One of her poems included Indira Gandhi, the first woman Prime Minister of India, which her son Rajiv Gandhi acknowledged and which was published in a book by the Iranian embassy in India. In 1999, the Center for Women’s Partnership and Participation, Tehran, Iran, published a list under the auspices of the Office of the President of Iran of 60 outstanding women of Iran, counting her among them. Of this list, she is the only one of a religious minority.

==Law career==
When she got her Bar licence in 1963, she was the only Zoroastrian woman practicing law at the time. She held multiple government legal posts, which she was forced out of after the Iranian Revolution.

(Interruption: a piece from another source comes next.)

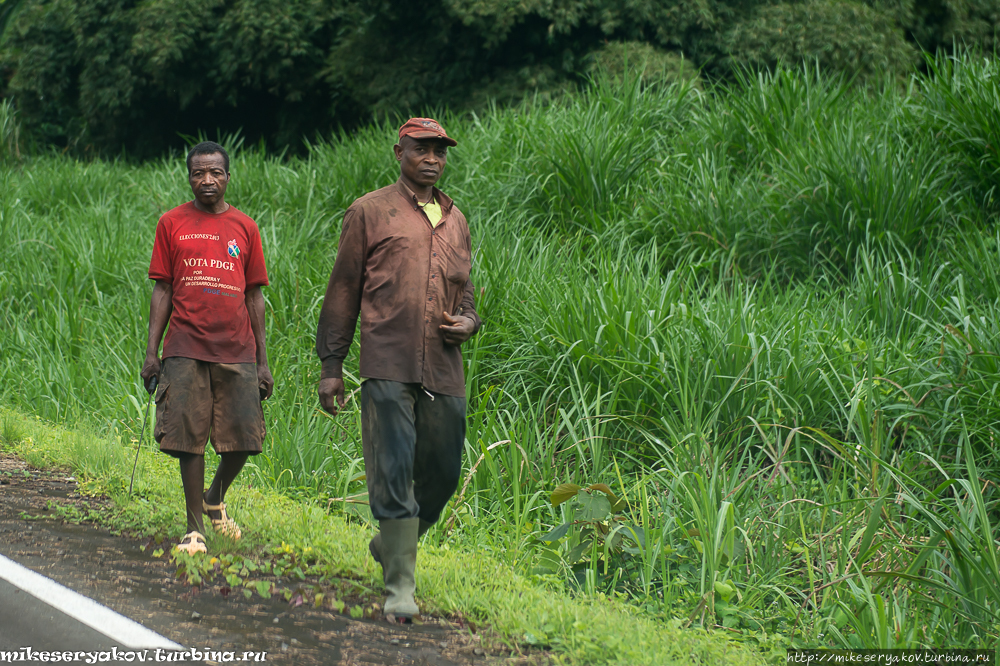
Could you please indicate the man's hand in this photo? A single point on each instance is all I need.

She was selected as a representative of Iran at multiple events, including the First Persian Cultural Festival in Sydney, Australia in 1994, and to accompany the President of Tajikistan's entourage at the fourth gathering of Tajikis at the Unity Palace in Dushanbe In 1999.

==Personal life==
Shahriari was born into a Zoroastrian community in Kerman, where her grandfather was a prominent member of the religious community and her father was a merchant.
She began writing poetry at the age of 12, publishing poetry in Iranian literary magazines from 1953 onward, later publishing in the United States, England, France, and Tajikistan.